3. Policymakers are generally trying to prevent policy failures, and rely on public information.
Each time a major airliner crashes, investigators retrieve the black box and try to figure out the cause. If a component has failed, they may ask airlines to replace that component with something more reliable. If it was pilot error, they may inform pilots of what went wrong and how to respond to the situation more effectively next time. As a result, it’s really hard to predict what will cause the next major airplane crash.
Much of macro forecasting consists of little more than economists observing something like: “In the past, I notice that macro shock X was often followed by policy failure Y.” If policymakers never learned from their mistakes, then this would be a useful method of forecasting the macroeconomy. But policymakers do learn from their mistakes. They don’t learn as quickly and as effectively as I would like, but they do learn. And that learning (combined with the subsequent adjustment in policymaking) makes macro forecasting much more difficult than otherwise. Indeed, this point holds even if policymakers learn the wrong lesson—say by overreacting where in the past they under-reacted. Any adjustment in policy based on learning makes forecasting much more difficult than otherwise.
In my view (and here’s the optimistic part of the post), this gives us two useful avenues for forecasting.
1. Not all bad outcomes reflect future policy mistakes. Some bad outcomes might end up being a lesser of evils, given previous policy mistakes that had already occurred. For instance, as the Great Inflation was getting underway (due to excessive monetary stimulus), the Fed briefly adopted a tight money policy during late 1966 and early 1967, which slowed NGDP growth to about 5%. Fearing a recession, they then backed off from that policy and NGDP growth surged and averaged over 10% over the next 14 years. In retrospect, they should have continued with the monetary restraint (say 5% NGDP growth) even if it resulted in a mild recession during 1967. The alternative (the Great Inflation) was much worse.
Today, the Fed needs to slow NGDP growth down to no more than 4%, perhaps a bit less. Doing so increases the risk of recession, but it is still worth doing. That fact is what allows so many people today to confidently forecast a recession, whereas it is much harder to forecast recessions during periods when the economy is in equilibrium with low inflation and high employment, and any recession would represent a policy error. Thus bad outcomes can be forecast when they represent optimal policy—the lesser of evils in addressing an already bad situation.

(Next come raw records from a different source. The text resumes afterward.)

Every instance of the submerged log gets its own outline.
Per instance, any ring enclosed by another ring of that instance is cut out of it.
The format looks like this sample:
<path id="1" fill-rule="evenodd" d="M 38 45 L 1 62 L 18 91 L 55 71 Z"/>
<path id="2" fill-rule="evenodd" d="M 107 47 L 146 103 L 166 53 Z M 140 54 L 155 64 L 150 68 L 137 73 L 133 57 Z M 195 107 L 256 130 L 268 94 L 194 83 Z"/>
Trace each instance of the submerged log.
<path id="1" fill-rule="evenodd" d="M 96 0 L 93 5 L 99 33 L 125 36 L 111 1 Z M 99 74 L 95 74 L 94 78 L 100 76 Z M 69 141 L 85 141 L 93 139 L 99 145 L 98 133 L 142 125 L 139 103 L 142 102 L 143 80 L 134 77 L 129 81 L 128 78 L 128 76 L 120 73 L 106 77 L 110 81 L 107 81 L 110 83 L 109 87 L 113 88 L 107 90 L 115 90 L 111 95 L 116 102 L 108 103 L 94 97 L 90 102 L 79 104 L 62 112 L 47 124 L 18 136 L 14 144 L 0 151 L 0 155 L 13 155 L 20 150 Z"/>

2. Another way of forecasting bad outcomes is to look for evidence that policymakers have not learned the right lessons. In 2020 and 2021, Bob Hetzel looked at the rhetoric coming out of the Jay Powell Fed and noticed disturbing parallels with policy that produced the Great Inflation. The Fed did learn some useful lessons from the mistakes made during the Great Recession of 2007-09, but overreacted because it ignored the lessons of the 1960s and 1970s.
To summarize, any attempt to forecast bad macro outcomes involves a combination of two types of analysis. First, ascertaining when bad outcomes are almost inevitable, because they represent the lesser of evils (often due to previous policy mistakes.) Second, trying to figure out what sort of mistakes a given set of policymakers is likely to make.
But we also shouldn’t ignore the pessimistic side of this analysis. History almost never plays out in the same way twice as policymakers are always learning from past mistakes, even where they learn the wrong lessons or only a portion of the true story. As we try to forecast the timing of bad outcomes for the economy, Jay Powell is trying to make us fail. And he has very powerful tools at his disposal.
No amount of progress in the science of macroeconomics can solve this problem, because it’s essentially an arms race between forecasters and the Fed.